Rumah Singgah

265 32 1
                                    

Puas sekali rasanya bisa memanusiakan manusia. Jingga merebahkan tubuhnya di kasur kapuk yang keras. Keringatnya menjadi bukti bahwa hari ini sangat melelahkan. Tumbuh kepuasan luar biasa dalam benaknya, seolah dirinya yang dulu dan hari ini jauh berbeda. Jadi ini yang namanya keluar dari sarang? Dengan mencari hal baru di dunia luar, menemukan kawan baru, dan berbuat banyak untuk penduduk bumi. Kalau saja Jingga mau, mungkin dia masih rebahan di sofa nyamannya, menyeruput kopi sore lalu segera mengotak-atik gadget. Tapi Jingga sudah enggan melakukan hal-hal menjemukan seperti itu.

Tangannya mengeluarkan kotak dialog, tanpa pernah menghitung sudah berapa puluh puisi di dalamnya. Pandangannya beralih pada foto berukuran 4R, tergambar jelas laki-laki mengenakan seragam SMA memenuhi kertas foto. Jingga meraba wajah Bagas yang sebatas dua dimensi, menelaah kembali ucapan sahabatnya, "bersamanya tak mengobati apapun".

Para penduduk desa segera menyalakan lampu minyak, senja terasa lebih cepat dari biasanya. Terdengar suara pintu diketuk dari luar, Jingga bergegas bangkit dan membuka.

"Ma sudah selesai masak makan malam, kamu sudah lapar?"

"Kamu duluan aja, nanti aku nyusul."

Mata Prana menangkap foto di tangan Jingga, tampak tertekuk di bagian pinggiran. Dia hendak bertanya siapa orang dalam foto tersebut, tapi justru terkesan terlalu ikut campur. Di sisi lain, dia bisa menebak sosok yang Jingga tunggu selama ini.

Tubuhnya berbalik arah. Usai melangkah keluar, hatinya seperti terbakar hangus. Prana berusaha meredam diri bahwa ini bukanlah kecemburuan.

***

Hari ke sepuluh, di Aceh Barat.

Jingga dan Aksa kembali mengajar sekolah Ngelmu Pring. Sekolah tanpa atap dan bangunan, cara mengajarpun jauh berbeda dari kurikulum sungguhan. Tidak ada biaya angsuran perbulan, beberapa keluarga yang bekerja sebagai buruh tani kadang membayar dengan beras.

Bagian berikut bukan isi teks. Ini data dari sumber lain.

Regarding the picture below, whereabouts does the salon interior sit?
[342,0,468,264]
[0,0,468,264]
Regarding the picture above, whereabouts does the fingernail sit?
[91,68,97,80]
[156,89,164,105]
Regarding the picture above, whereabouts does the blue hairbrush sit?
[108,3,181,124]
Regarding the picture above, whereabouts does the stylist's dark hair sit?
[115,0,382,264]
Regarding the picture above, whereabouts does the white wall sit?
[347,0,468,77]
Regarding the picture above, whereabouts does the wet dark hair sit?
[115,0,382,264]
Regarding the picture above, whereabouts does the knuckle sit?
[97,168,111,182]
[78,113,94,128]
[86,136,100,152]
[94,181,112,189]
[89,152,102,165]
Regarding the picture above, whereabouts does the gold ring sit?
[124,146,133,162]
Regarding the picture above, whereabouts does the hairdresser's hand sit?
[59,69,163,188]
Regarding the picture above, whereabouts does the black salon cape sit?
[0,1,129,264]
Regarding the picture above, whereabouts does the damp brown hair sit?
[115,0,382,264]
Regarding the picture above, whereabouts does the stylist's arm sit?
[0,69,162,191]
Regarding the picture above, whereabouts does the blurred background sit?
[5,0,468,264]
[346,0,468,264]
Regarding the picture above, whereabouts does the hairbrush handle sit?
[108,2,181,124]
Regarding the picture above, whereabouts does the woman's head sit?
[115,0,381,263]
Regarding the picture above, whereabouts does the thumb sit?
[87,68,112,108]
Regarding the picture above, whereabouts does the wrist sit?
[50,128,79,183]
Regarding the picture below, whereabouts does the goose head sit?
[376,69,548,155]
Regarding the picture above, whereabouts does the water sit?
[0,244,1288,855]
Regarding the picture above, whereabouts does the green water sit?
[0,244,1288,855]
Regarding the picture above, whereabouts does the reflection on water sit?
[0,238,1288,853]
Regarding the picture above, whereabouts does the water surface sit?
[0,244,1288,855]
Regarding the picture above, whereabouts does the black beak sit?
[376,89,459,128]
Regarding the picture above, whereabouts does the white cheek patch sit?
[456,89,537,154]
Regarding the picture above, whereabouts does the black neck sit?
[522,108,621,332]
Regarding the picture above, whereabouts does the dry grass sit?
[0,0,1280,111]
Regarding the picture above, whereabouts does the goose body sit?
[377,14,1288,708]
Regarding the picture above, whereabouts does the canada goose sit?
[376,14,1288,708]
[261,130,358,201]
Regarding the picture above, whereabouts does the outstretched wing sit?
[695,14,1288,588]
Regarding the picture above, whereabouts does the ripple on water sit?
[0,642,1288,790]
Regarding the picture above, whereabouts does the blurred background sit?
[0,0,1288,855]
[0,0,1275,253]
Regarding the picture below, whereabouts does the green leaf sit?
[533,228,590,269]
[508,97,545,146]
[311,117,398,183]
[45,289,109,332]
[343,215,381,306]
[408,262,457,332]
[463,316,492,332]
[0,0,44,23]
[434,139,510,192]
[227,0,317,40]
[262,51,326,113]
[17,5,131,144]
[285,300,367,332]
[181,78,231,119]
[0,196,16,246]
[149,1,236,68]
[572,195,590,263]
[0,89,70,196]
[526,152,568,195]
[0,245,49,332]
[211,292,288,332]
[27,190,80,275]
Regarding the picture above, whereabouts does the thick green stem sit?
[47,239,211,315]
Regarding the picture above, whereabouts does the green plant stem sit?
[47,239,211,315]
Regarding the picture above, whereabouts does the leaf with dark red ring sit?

Tapi Jingga tak pernah menerima bayaran dalam bentuk apapun, sekarung beras ia berikan kepada bu Lilis, keluarga Prana lebih membutuhkan.

Selama Jingga bisa makan dan tidur dengan nyaman, dia punya alasan bertahan di Aceh. Terutama jika melihat Tiur—anak didiknya yang pandai sekali bercerita. Tiur satu-satunya murid yang gigih menulis rasa protesnya pada negara.

"Tiur ingin bawa bapak ke Jakarta, mengobatinya di sana. Penyakit komplikasinya semakin parah. Lalu datang langsung menemui pimpinan, supaya protesku di dengar."

"Kalau tetap tidak didengar?" tanya Jingga menguji sejauh apa pemikirannya.

Tiur diam sejenak, berpikir dan berpikir.

"Berarti bapak enggak bisa sembuh, berarti pancasila di negara ini harus dipertanyakan lagi."

Jingga menyeringai tak mampu membalas pernyataan barusan. Tiur memang cerdas, bahkan jangka berpikirnya terlampau lebih tinggi dari umurnya. Jingga menjadi ragu dengan dirinya sendiri. Dia tertawa jengah. Pemerintah kurang memperhatikan generasi implementer yang letak geografisnya terpelosok. Tampak orang-orang dalam kota besar lebih diperhatikan, mengukur tingginya derajat atau apalah itu. Pemimpin kurang teliti membedakan antara rasa cinta tanah air dan cinta jabatan masing-masing. Tanpa sadar mereka mengundang mala untuk bangsa sendiri.

"Terhitung lebih dari seminggu, sudah ingin pulang?" celetuk Prana dari belakang.

Jingga membalik tubuhnya, "kalau harapanku ada di sini, ngapain pulang?"

Ponselnya bergetar, Jingga merogoh saku almamaternya, sebuah pesan masuk. Perasaan kecewa menggerogoti, ia mengira pesan tesebut dari Jerman.

Ternyata teman sefakultas. Gumamnya.